Free children's book service has growing waiting list

MORE than 600 children are on the waiting list for a free book service aimed at increasing literacy in Ballarat, with a lack of funding the main culprit for the delay.

It comes as more than 1000 items were considered overdue at City of Ballarat libraries in January, of which a large number were children’s books.

Run by United Way, the Ballarat Imagination Library provides a free book each month to those who sign up from birth until age five.

Co-ordinator Jan McIver said there were currently 310 children receiving the books, with a further 622 still waiting for sponsors. It costs $72 a year for each child to get a book.

She said a lack of funding was her “single biggest stress”, as the service is reliant on the local community for donations to provide the books.

Improving literacy is considered one of the best ways of avoiding socioeconomic disadvantage. 

However, Ms McIver said the Ballarat Imagination Library was aimed at increasing reading rates regardless of household income. 

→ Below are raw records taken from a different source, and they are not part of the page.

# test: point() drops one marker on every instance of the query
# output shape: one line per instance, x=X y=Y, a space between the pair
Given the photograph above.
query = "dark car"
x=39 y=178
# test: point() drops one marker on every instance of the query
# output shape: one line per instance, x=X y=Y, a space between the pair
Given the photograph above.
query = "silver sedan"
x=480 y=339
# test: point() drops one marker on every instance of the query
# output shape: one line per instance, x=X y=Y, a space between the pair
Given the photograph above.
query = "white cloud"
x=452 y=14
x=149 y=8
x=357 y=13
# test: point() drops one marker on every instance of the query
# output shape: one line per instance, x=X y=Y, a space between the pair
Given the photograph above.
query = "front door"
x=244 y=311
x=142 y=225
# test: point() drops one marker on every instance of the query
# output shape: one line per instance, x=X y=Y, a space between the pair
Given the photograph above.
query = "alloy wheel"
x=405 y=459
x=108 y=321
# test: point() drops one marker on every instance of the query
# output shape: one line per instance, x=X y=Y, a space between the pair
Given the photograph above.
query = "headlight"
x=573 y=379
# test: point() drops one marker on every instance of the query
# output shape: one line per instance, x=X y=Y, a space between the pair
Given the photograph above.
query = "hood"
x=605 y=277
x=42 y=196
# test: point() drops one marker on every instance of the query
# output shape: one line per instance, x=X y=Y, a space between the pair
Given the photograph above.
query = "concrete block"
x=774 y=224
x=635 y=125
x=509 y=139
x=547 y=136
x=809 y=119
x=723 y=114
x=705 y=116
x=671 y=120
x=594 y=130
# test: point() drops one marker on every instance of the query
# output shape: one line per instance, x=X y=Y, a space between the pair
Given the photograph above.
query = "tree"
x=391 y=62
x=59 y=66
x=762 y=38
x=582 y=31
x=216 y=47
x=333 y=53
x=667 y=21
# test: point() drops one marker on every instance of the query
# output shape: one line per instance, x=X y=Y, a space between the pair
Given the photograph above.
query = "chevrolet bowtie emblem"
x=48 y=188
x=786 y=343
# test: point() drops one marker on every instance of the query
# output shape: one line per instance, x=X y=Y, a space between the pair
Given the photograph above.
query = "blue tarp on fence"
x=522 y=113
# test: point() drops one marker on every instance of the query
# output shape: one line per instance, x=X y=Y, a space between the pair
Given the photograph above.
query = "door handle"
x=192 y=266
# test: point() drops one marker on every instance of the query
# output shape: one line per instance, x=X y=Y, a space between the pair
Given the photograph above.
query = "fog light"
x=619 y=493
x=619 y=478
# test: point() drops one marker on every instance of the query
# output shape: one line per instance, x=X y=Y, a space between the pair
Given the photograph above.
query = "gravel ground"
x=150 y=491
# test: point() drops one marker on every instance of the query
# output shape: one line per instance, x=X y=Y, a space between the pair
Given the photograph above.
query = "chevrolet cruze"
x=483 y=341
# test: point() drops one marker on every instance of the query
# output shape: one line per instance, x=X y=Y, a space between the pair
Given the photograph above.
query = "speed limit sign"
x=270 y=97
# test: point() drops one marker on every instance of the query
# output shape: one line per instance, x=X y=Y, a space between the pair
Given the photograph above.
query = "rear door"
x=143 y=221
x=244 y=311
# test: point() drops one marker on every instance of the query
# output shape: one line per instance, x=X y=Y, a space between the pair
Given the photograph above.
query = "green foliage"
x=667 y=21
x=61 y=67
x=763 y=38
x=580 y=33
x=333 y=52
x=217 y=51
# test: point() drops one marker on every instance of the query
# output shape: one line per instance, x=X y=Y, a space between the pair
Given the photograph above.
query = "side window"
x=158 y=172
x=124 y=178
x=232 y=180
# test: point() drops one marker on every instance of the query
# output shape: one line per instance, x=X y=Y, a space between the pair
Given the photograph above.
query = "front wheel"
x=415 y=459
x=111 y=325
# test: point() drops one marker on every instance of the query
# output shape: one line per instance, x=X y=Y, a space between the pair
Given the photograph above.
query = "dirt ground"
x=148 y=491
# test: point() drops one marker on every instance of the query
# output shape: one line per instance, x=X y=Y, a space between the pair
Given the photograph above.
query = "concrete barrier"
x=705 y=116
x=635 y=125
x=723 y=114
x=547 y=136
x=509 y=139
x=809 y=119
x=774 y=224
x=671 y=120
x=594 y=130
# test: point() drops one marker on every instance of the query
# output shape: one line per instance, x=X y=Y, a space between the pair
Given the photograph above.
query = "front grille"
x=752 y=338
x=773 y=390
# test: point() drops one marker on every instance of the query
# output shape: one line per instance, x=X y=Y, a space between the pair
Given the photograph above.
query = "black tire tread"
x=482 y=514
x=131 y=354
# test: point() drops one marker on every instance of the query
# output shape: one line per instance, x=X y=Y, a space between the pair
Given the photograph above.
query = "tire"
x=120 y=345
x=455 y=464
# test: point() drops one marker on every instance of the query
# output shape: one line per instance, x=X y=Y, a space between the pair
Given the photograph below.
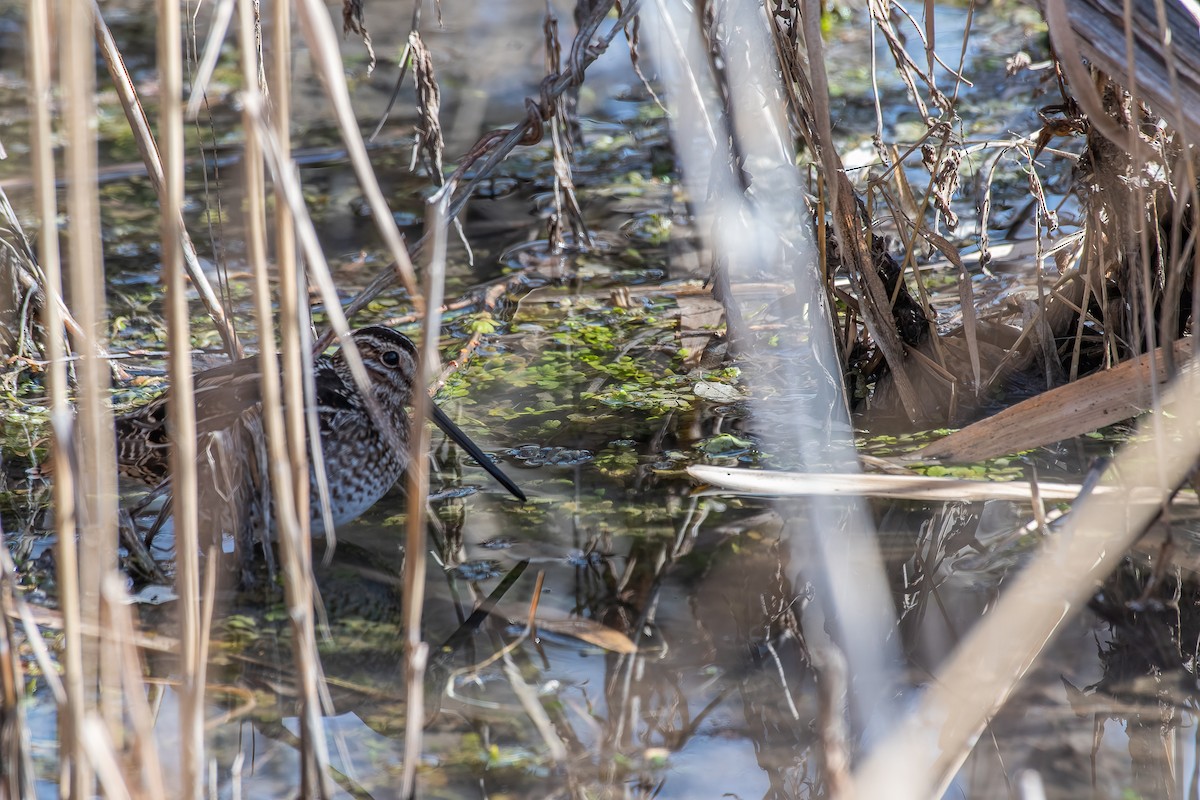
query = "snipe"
x=361 y=459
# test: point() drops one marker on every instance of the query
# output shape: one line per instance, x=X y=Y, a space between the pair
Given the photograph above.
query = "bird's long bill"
x=473 y=450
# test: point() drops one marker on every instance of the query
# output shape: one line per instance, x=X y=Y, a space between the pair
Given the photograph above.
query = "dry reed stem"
x=418 y=487
x=496 y=145
x=299 y=415
x=45 y=197
x=849 y=575
x=144 y=747
x=181 y=405
x=875 y=306
x=17 y=775
x=217 y=31
x=94 y=521
x=143 y=138
x=323 y=44
x=294 y=546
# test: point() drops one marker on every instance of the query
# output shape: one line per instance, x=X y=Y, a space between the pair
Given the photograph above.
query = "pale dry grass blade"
x=149 y=150
x=17 y=775
x=119 y=617
x=327 y=54
x=293 y=536
x=923 y=753
x=217 y=32
x=901 y=487
x=418 y=486
x=181 y=405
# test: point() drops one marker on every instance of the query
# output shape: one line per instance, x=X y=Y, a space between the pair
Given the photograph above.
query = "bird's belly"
x=352 y=495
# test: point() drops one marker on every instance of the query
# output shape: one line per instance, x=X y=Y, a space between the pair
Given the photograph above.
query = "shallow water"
x=585 y=396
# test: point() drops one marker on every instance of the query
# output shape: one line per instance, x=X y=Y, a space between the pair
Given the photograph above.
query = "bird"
x=364 y=455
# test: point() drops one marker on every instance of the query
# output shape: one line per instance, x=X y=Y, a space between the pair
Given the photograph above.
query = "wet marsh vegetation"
x=729 y=349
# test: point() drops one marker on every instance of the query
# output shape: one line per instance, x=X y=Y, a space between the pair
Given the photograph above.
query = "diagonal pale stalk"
x=217 y=31
x=323 y=44
x=418 y=488
x=181 y=405
x=149 y=150
x=294 y=545
x=288 y=188
x=921 y=757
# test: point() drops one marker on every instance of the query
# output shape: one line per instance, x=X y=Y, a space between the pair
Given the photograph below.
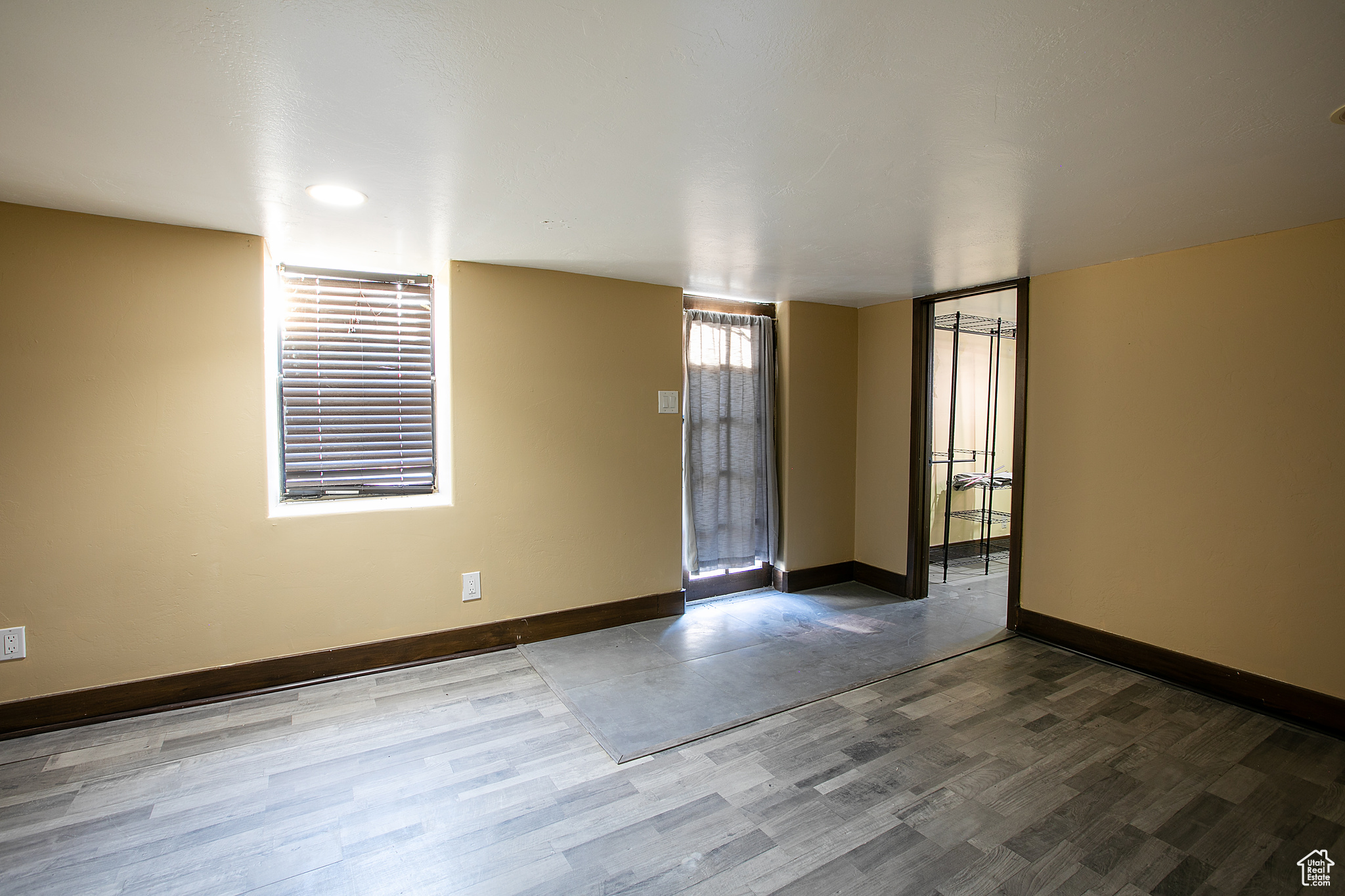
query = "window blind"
x=357 y=385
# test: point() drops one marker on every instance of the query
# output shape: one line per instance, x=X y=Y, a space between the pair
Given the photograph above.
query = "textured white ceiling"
x=837 y=151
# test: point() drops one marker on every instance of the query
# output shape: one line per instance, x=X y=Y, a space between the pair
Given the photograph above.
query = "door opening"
x=966 y=458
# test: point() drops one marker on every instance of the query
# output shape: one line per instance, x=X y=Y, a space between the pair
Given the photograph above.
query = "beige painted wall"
x=1185 y=421
x=883 y=436
x=133 y=531
x=817 y=363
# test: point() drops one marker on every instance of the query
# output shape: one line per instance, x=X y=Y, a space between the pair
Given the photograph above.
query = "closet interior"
x=974 y=344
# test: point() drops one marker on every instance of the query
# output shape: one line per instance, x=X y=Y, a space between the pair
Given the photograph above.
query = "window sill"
x=358 y=505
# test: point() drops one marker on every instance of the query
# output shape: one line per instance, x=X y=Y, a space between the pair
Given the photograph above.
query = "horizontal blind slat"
x=357 y=385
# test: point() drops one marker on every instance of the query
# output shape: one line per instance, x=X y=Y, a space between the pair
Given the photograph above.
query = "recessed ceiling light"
x=334 y=195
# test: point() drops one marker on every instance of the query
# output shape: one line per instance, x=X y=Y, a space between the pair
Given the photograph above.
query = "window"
x=355 y=385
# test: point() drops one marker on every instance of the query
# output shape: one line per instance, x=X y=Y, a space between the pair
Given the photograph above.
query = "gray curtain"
x=730 y=499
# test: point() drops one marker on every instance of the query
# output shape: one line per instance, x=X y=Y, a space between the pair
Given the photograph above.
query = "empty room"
x=527 y=449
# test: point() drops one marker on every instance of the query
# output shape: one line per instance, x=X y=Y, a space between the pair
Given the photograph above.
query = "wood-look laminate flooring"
x=1015 y=769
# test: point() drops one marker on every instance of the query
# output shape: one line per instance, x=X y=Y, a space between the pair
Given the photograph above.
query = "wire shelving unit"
x=996 y=330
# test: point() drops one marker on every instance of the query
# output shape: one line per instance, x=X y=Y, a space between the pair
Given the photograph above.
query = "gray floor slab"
x=653 y=685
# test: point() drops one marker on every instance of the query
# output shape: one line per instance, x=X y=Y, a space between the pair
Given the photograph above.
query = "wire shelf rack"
x=982 y=516
x=977 y=326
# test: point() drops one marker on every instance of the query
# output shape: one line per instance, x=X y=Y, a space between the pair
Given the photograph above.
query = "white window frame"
x=272 y=322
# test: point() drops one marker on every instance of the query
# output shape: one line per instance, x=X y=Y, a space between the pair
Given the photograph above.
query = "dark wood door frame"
x=921 y=430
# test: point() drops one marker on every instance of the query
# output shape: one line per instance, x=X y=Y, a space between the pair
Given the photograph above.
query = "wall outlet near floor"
x=12 y=644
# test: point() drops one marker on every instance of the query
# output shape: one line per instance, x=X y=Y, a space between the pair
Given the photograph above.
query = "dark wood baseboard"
x=1289 y=702
x=880 y=578
x=728 y=584
x=790 y=581
x=280 y=673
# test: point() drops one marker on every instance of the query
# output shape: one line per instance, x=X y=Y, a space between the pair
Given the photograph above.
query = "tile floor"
x=653 y=685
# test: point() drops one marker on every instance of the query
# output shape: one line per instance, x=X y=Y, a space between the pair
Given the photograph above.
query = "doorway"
x=966 y=442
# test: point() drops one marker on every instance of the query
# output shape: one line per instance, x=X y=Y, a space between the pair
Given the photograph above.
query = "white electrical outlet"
x=667 y=402
x=12 y=644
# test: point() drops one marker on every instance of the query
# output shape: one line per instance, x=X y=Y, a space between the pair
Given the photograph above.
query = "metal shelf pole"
x=953 y=429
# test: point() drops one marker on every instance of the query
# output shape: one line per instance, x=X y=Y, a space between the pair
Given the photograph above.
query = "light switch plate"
x=12 y=644
x=667 y=402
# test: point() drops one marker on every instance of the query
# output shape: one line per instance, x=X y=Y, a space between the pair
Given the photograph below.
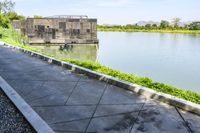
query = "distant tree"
x=194 y=26
x=36 y=16
x=164 y=24
x=175 y=22
x=148 y=26
x=154 y=25
x=4 y=21
x=6 y=6
x=14 y=16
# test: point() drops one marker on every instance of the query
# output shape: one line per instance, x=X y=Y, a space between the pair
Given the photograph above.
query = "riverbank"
x=113 y=29
x=160 y=87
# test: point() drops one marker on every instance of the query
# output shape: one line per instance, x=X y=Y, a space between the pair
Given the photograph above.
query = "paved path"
x=72 y=103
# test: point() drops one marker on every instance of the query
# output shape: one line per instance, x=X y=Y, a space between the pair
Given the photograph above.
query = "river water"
x=168 y=58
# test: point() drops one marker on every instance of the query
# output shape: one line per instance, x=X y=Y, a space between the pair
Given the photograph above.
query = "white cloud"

She said many children in Ballarat were not being read to at night by their parents. 

“It’s so exciting. I’m getting fabulous feedback from parents whose children are memorising the books,” Ms McIver said.

“There’s a little bit of excitement about a book arriving in the letterbox with their name on it. It’s quite unique, it’s special.”

The demand for children’s books is shown in the number currently overdue at the Ballarat, Sebastopol and Wendouree libraries, as well as its mobile service.

According to documents released under Freedom of Information laws, there were 1091 items overdue at City of Ballarat libraries in January totalling $3900 in fines.

City of Ballarat people and communities general manager Neville Ivey said the higher number of children’s books currently overdue could be put down to their length.

“People tend to borrow more children’s books than other books because of their shorter content. That is, you get through them quicker than a full-length novel,” he said.